He's doing what
you've failed to do yourself. He's taking care of himself, he's taking
his course. Alas, Siddhartha, I see you suffering, but you're suffering
a pain at which one would like to laugh, at which you'll soon laugh for
yourself."
Siddhartha did not answer. He already held the axe in his hands and
began to make a raft of bamboo, and Vasudeva helped him to tied the
canes together with ropes of grass. Then they crossed over, drifted
far off their course, pulled the raft upriver on the opposite bank.
"Why did you take the axe along?" asked Siddhartha.

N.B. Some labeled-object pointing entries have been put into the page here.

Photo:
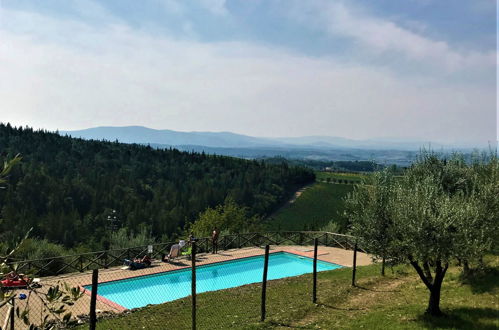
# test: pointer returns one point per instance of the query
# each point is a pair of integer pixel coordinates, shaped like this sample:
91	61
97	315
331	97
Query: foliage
66	188
227	218
317	206
368	208
379	302
437	212
344	177
121	239
336	166
54	301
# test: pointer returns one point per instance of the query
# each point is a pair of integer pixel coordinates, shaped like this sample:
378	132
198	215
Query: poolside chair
187	253
174	253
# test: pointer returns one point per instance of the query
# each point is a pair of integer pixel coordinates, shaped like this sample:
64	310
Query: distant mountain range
139	134
238	145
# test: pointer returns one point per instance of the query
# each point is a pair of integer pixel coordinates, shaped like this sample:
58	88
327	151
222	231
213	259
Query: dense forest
337	166
75	192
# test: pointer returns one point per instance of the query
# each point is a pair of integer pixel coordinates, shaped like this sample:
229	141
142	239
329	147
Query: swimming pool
172	285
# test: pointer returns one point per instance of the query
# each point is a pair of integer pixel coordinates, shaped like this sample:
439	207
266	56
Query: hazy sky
412	69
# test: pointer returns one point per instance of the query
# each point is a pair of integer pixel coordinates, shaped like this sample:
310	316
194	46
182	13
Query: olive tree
437	212
368	209
55	301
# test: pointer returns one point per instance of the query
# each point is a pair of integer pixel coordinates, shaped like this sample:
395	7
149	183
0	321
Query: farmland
316	206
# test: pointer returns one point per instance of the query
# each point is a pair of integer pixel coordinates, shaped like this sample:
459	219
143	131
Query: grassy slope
318	205
396	301
321	176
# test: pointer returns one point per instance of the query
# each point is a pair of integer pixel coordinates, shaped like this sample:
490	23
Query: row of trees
76	192
440	211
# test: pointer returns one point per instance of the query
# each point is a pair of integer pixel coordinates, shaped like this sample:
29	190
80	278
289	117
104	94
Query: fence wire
152	286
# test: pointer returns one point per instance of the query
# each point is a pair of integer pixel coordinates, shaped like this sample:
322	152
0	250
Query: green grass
396	301
322	176
317	205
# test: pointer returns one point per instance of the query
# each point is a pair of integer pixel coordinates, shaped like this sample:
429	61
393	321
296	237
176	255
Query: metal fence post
354	263
193	285
93	299
12	321
314	291
264	281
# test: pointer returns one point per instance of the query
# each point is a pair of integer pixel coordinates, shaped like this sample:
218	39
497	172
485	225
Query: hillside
394	301
313	209
67	188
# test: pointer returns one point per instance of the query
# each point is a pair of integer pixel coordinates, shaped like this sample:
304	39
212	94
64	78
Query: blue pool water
168	286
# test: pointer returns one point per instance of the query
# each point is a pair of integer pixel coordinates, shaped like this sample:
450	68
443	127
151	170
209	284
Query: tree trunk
434	303
434	285
466	268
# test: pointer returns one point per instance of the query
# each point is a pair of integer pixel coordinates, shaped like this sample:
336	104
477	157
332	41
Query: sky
409	70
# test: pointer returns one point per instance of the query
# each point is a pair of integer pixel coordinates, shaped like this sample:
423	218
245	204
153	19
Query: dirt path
292	199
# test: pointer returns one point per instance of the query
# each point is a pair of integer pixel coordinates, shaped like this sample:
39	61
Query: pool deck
335	255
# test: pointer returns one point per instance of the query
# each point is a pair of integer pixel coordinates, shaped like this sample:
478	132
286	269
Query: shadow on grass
369	289
484	280
462	318
341	309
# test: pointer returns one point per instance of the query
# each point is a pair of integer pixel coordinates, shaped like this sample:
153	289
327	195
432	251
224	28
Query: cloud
377	35
66	74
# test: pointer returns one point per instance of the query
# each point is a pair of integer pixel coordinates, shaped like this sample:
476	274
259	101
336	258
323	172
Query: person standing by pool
214	240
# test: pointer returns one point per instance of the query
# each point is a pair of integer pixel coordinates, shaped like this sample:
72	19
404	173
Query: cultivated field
314	208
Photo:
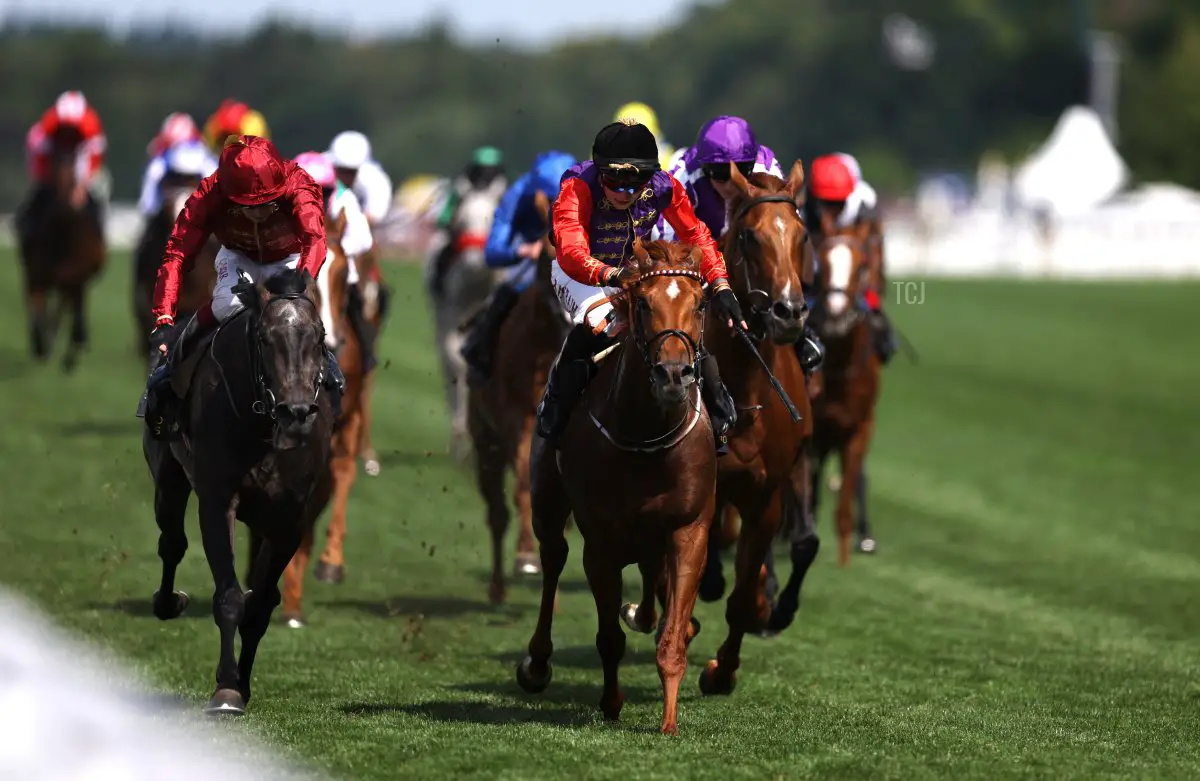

Vasudeva said: "It might have been possible that the oar of our boat
got lost."
But Siddhartha knew what his friend was thinking. He thought, the boy
would have thrown away or broken the oar in order to get even and in
order to keep them from following him. And in fact, there was no oar
left in the boat. Vasudeva pointed to the bottom of the boat and looked
at his friend with a smile, as if he wanted to say: "Don't you see what
your son is trying to tell you? Don't you see that he doesn't want to
be followed?" But he did not say this in words. He started making a
new oar. But Siddhartha bid his farewell, to look for the run-away.
Vasudeva did not stop him.
When Siddhartha had already been walking through the forest for a long
time, the thought occurred to him that his search was useless.